という利点があります。ニッケルは、ステンレス鋼、磁石鋼、白鋼などの合金成分として

広く用いられますが、化学的に安定で錆びにくい事からめっき用としても重要な金属で、

電気ニッケルめっき法が開発されたのは1830年代で日本には1892年に初めて行ったという

歴史があります。1950年代には、光沢剤が開発され、光沢ニッケルめっきが可能になると、

使用量は飛躍的に増加しました。


 ●カチオン電着塗装

カチオン電着塗装の特性は、製品に対して比較的に均一な塗厚で塗装が出来、高い付回り

性が得られる為、内板防錆に好適です。カチオン塗装後の上塗り塗装でもカチオン電着

塗装が活きてきます。耐候性が劣ってしまう塗膜をカバ-する際にも効果が大きい。

全自動ラインで大物から小物まで可能で品質も安定していますので短納期で供給することが可能です。

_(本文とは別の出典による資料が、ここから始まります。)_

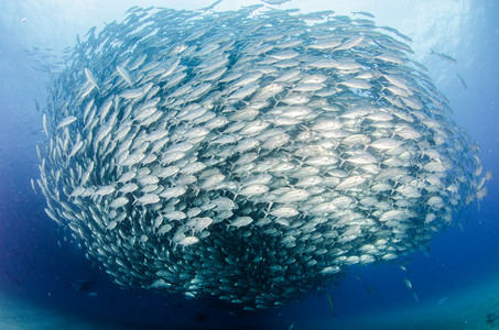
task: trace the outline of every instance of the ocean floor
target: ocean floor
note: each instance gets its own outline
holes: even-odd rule
[[[64,315],[0,293],[0,329],[126,328]],[[499,329],[499,277],[473,284],[436,302],[348,318],[297,319],[293,329]]]

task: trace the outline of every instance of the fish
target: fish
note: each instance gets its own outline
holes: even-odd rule
[[[96,82],[96,78],[94,77],[94,75],[91,74],[91,72],[88,68],[85,68],[85,76],[87,77],[88,82],[90,82],[91,86],[99,89],[99,86],[97,86],[97,82]]]
[[[458,73],[456,73],[456,75],[457,75],[457,78],[459,79],[460,85],[462,85],[465,89],[468,89],[468,86],[466,85],[465,79],[464,79]]]
[[[31,185],[118,286],[285,306],[425,251],[487,198],[409,36],[285,2],[134,7],[53,73]]]
[[[435,51],[433,51],[433,48],[431,48],[430,54],[435,55],[438,58],[444,59],[444,61],[449,62],[449,63],[457,63],[457,61],[454,57],[448,56],[448,55],[446,55],[444,53],[436,53]]]
[[[329,307],[329,312],[332,316],[336,316],[335,314],[335,302],[333,300],[333,296],[332,294],[329,294],[328,292],[326,293],[326,298],[327,298],[327,307]]]

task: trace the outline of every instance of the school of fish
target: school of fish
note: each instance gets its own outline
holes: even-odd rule
[[[54,75],[47,216],[123,287],[282,306],[487,194],[410,38],[369,13],[134,7]]]

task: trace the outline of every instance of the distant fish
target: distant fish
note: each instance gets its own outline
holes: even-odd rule
[[[336,316],[335,314],[335,301],[333,301],[333,296],[329,293],[326,293],[327,306],[329,307],[330,315]]]
[[[282,4],[284,2],[289,2],[291,0],[261,0],[261,1],[265,2],[267,4],[275,6],[275,4]]]
[[[448,56],[444,53],[436,53],[435,51],[433,51],[433,48],[431,50],[432,52],[430,54],[433,54],[433,55],[436,55],[438,56],[441,59],[444,59],[444,61],[447,61],[447,62],[451,62],[451,63],[457,63],[456,58],[452,57],[452,56]]]
[[[458,73],[456,73],[456,75],[457,75],[457,78],[459,78],[460,85],[463,85],[463,87],[464,87],[465,89],[468,89],[468,86],[466,85],[465,79],[463,79],[463,77],[462,77]]]
[[[211,10],[211,9],[214,9],[214,8],[215,8],[218,3],[220,3],[220,2],[221,2],[221,0],[217,0],[217,1],[215,1],[214,3],[211,3],[211,4],[207,6],[207,7],[199,8],[199,10],[203,10],[203,11]]]
[[[352,11],[351,13],[355,14],[355,15],[364,15],[364,16],[367,16],[367,18],[370,18],[370,19],[375,18],[373,14],[371,14],[370,12],[366,12],[366,11]]]

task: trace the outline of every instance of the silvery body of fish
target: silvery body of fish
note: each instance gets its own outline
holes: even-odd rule
[[[134,8],[53,80],[46,213],[121,286],[282,306],[423,249],[487,191],[393,29],[256,8]]]

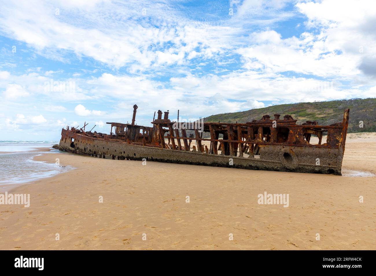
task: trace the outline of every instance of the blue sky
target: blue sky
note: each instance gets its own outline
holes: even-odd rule
[[[29,2],[0,1],[0,140],[376,95],[370,0]]]

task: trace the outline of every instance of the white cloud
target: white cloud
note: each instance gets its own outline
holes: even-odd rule
[[[99,121],[98,122],[96,122],[95,124],[97,125],[98,127],[101,128],[103,127],[103,126],[105,125],[104,123],[103,123],[102,121]]]
[[[74,108],[74,113],[79,116],[89,116],[93,115],[100,116],[103,115],[105,112],[99,110],[89,110],[86,109],[82,104],[79,104]]]
[[[47,120],[42,115],[39,115],[38,116],[33,116],[31,117],[31,121],[33,124],[37,125],[43,124],[47,121]]]
[[[44,107],[44,110],[50,112],[61,112],[65,111],[66,109],[61,106],[46,106]]]
[[[3,93],[4,97],[9,100],[19,100],[29,95],[21,85],[14,84],[8,84]]]
[[[0,71],[0,80],[6,80],[11,75],[11,74],[7,71]]]

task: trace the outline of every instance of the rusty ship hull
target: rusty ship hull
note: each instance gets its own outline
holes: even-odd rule
[[[197,124],[176,128],[176,122],[168,119],[168,112],[162,119],[160,110],[152,127],[135,125],[137,106],[134,107],[132,124],[107,123],[111,125],[109,134],[67,127],[62,130],[59,144],[55,148],[118,160],[341,174],[348,109],[344,111],[342,122],[329,126],[309,121],[297,125],[290,115],[280,120],[280,115],[276,114],[274,120],[265,115],[260,120],[245,124],[206,122],[199,130]],[[187,131],[191,133],[189,136]],[[325,133],[326,141],[321,144]],[[205,133],[204,137],[210,137],[203,138]],[[310,143],[312,135],[318,138],[318,144]]]

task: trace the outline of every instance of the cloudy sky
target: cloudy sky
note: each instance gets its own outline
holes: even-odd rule
[[[376,96],[374,0],[0,1],[0,140]]]

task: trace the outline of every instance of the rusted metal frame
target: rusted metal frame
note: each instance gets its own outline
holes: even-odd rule
[[[180,136],[179,135],[179,130],[177,128],[175,129],[175,133],[176,134],[176,140],[177,141],[177,146],[179,147],[179,150],[182,150],[182,143],[180,140]]]
[[[283,122],[283,121],[282,121]],[[284,124],[283,123],[279,123],[278,124],[278,121],[277,122],[277,124],[279,125],[279,127],[302,127],[303,128],[342,128],[343,126],[342,125],[291,125],[288,124]],[[237,127],[238,126],[240,126],[241,127],[247,127],[248,126],[250,127],[271,127],[272,126],[273,124],[272,121],[270,122],[267,122],[265,123],[263,122],[255,122],[250,123],[249,124],[240,124],[238,123],[236,124],[235,123],[229,123],[228,124],[223,124],[223,123],[215,123],[215,122],[210,122],[210,123],[204,123],[204,128],[205,125],[221,125],[223,126],[227,126],[229,125],[232,126],[233,127]]]
[[[172,128],[172,125],[168,125],[168,130],[170,131],[170,136],[171,139],[171,143],[172,144],[172,148],[173,149],[176,148],[175,145],[175,136],[174,136],[174,130]]]
[[[227,140],[227,142],[229,143],[229,146],[230,148],[230,155],[233,156],[234,155],[234,144],[235,143],[234,142],[230,142],[233,141],[233,131],[232,130],[232,125],[227,125],[227,133],[229,136],[229,140]]]
[[[211,125],[209,125],[209,128],[210,131],[210,137],[213,140],[215,139],[215,132],[214,128]],[[217,149],[218,142],[215,141],[211,141],[210,142],[212,146],[212,150],[214,154],[218,154],[218,151]]]
[[[199,151],[200,152],[202,152],[202,144],[201,143],[201,139],[202,138],[200,137],[200,133],[199,132],[199,130],[197,128],[194,129],[194,134],[196,136],[196,140],[197,142],[197,147],[198,148]]]
[[[180,139],[182,139],[186,140],[201,140],[201,141],[214,141],[215,142],[219,142],[220,143],[221,142],[223,142],[224,143],[225,143],[225,142],[226,143],[239,143],[239,140],[220,140],[220,139],[214,139],[214,140],[212,140],[211,139],[205,139],[205,138],[198,138],[198,139],[196,139],[196,138],[195,138],[194,137],[193,137],[193,138],[189,138],[189,137],[180,137]],[[277,145],[277,146],[281,146],[281,145],[282,145],[282,146],[308,146],[308,147],[312,147],[312,148],[314,148],[315,147],[319,147],[319,148],[338,148],[338,147],[332,147],[332,146],[324,146],[324,145],[304,145],[304,144],[288,144],[288,143],[265,143],[264,142],[256,142],[256,141],[247,141],[247,142],[248,142],[248,143],[253,143],[255,144],[255,145],[258,145],[258,144],[262,144],[262,145]]]
[[[240,157],[243,157],[243,140],[242,138],[241,127],[240,126],[238,127],[238,139],[241,143],[239,144],[239,156]]]
[[[221,154],[222,155],[226,155],[226,150],[224,148],[224,143],[220,142],[219,143],[221,146]]]
[[[188,140],[189,138],[187,137],[186,131],[185,128],[182,128],[182,135],[183,137],[181,137],[180,139],[183,139],[183,142],[184,144],[184,149],[186,151],[189,151],[191,150],[191,149],[188,145]]]
[[[159,139],[161,140],[161,144],[162,145],[162,148],[166,148],[166,143],[164,140],[164,130],[161,124],[157,124],[158,129],[159,130]]]
[[[350,114],[350,109],[346,109],[343,113],[343,119],[342,120],[342,140],[341,141],[341,146],[345,152],[345,144],[346,142],[346,136],[347,133],[347,128],[349,127],[349,115]]]

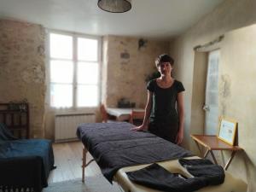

鉄材、アルミ、ステンレス、亜鉛材でも対応可能で、亜鉛めっき被膜を残したまま

カチオン塗装することも可能です。

自動車部品の下回りにも数多く採用されています。

 

 ●クリア塗装

銅材の酸化膜や汚れ等を化学処理し、客先に届くまでの表面状態を維持するために

行う塗装で専用の塗装ガンにて専用治具を使い、手作業にて念入りに作業しています。

膜厚が厚いとタレや弊害が起きますが、シンナ-の気温による季節分けや社内管理にて

安定した塗装面が得られ、酸化防止としての役割を果たしています。

化学処理で取り切れないものは、メカ的なバフを使い、鉄バフに膠と研磨剤を使い、

表面を光沢が出るように銅素材の綺麗な面を確保しています。

塗装後は、ベ-ク炉にて急速乾燥をして納期短縮に役立っています。

ある意味、塗装は職人的要素が大きい部分が、多分にあるますが、弊社ではそれほど

経験が無くても安定した塗装膜形成が可能です。

 ●キリンス処理(薬液・バフ)・脱脂処理

銅合金・銅材・鉄・SUS材の酸化膜や指紋痕・油汚れ・変色等を化学処理し、酸化膜等を除去し、

素材本来の光沢を復元します。御指示頂ければ、ご要求の光沢度や面粗度を出すことは可能です。

薬液では取り切れないロ-付け痕や溶接時のスパッタ付着もバフ磨きにて除去可能です。

バフはコンパウンドの粗いものから細かい物を取り揃えていますのでご希望の面粗度が得られます。

磨きに関しては布バフに磨き剤を塗布し、鏡面に近い面粗度が得られます。

薬液で細かな部分の酸化膜を除去してその後、広めな部分をバフで処理することも可能です。